Cross-GCN: Enhancing Graph Convolutional Network with $k$-Order Feature Interactions
This addresses a bottleneck in GCNs for tasks like recommendation and classification where cross features are crucial, offering a domain-specific improvement.
The authors tackled the problem that Graph Convolutional Networks (GCNs) lack explicit modeling of cross features, which reduces effectiveness in tasks where such features are important, by proposing Cross-GCN, a new architecture that explicitly models arbitrary-order cross features with linear complexity, achieving state-of-the-art performance on three graph datasets.
Graph Convolutional Network (GCN) is an emerging technique that performs learning and reasoning on graph data. It operates feature learning on the graph structure, through aggregating the features of the neighbor nodes to obtain the embedding of each target node. Owing to the strong representation power, recent research shows that GCN achieves state-of-the-art performance on several tasks such as recommendation and linked document classification. Despite its effectiveness, we argue that existing designs of GCN forgo modeling cross features, making GCN less effective for tasks or data where cross features are important.

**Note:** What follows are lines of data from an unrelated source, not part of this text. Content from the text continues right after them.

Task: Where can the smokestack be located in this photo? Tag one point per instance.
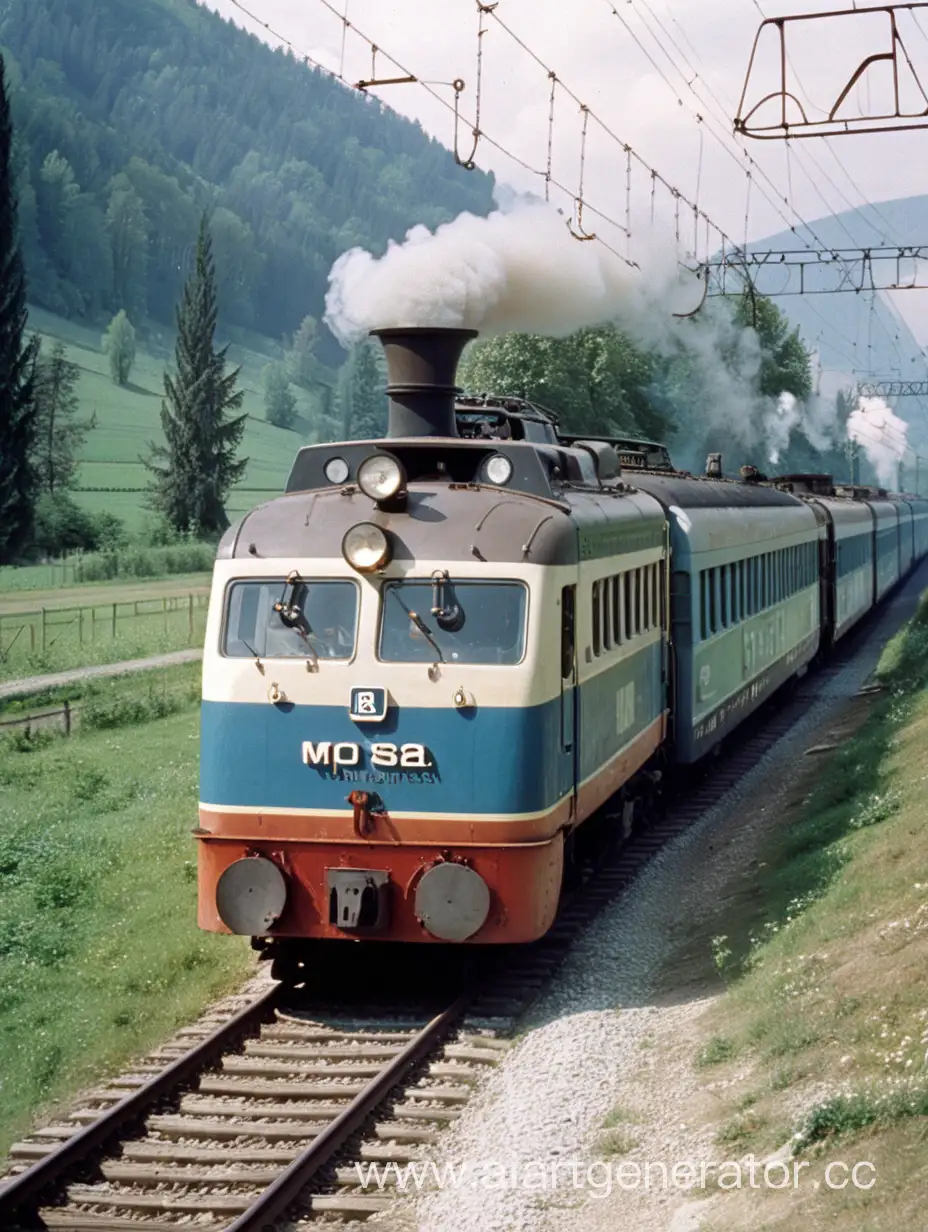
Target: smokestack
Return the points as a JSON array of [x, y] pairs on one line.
[[422, 365]]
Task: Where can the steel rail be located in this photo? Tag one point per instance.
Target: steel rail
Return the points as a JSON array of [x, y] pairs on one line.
[[287, 1187], [19, 1190]]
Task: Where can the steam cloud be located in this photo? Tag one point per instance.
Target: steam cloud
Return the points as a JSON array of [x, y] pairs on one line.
[[518, 271], [521, 271], [883, 436]]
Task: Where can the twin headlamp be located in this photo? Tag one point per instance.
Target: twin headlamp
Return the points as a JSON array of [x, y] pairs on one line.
[[382, 477], [367, 547]]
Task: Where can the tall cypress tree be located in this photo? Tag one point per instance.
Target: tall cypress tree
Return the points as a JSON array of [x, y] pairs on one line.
[[365, 412], [195, 470], [17, 364]]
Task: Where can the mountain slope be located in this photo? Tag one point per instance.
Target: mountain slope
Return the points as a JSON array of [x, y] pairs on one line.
[[857, 334], [136, 115]]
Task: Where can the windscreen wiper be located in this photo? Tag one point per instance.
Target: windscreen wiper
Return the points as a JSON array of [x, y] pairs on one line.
[[425, 632]]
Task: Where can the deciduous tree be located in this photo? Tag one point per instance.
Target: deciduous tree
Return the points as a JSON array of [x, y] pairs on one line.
[[120, 346]]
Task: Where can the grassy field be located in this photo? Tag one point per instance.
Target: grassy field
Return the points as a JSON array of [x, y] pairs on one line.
[[111, 476], [100, 957], [101, 631], [821, 1037], [128, 589]]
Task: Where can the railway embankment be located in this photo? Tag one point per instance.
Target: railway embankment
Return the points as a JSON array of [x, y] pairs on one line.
[[816, 1055]]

Although neural network can approximate any continuous function, including the multiplication operator for modeling feature crosses, it can be rather inefficient to do so (i.e., wasting many parameters at the risk of overfitting) if there is no explicit design. To this end, we design a new operator named Cross-feature Graph Convolution, which explicitly models the arbitrary-order cross features with complexity linear to feature dimension and order size. We term our proposed architecture as Cross-GCN, and conduct experiments on three graphs to validate its effectiveness. Extensive analysis validates the utility of explicitly modeling cross features in GCN, especially for feature learning at lower layers.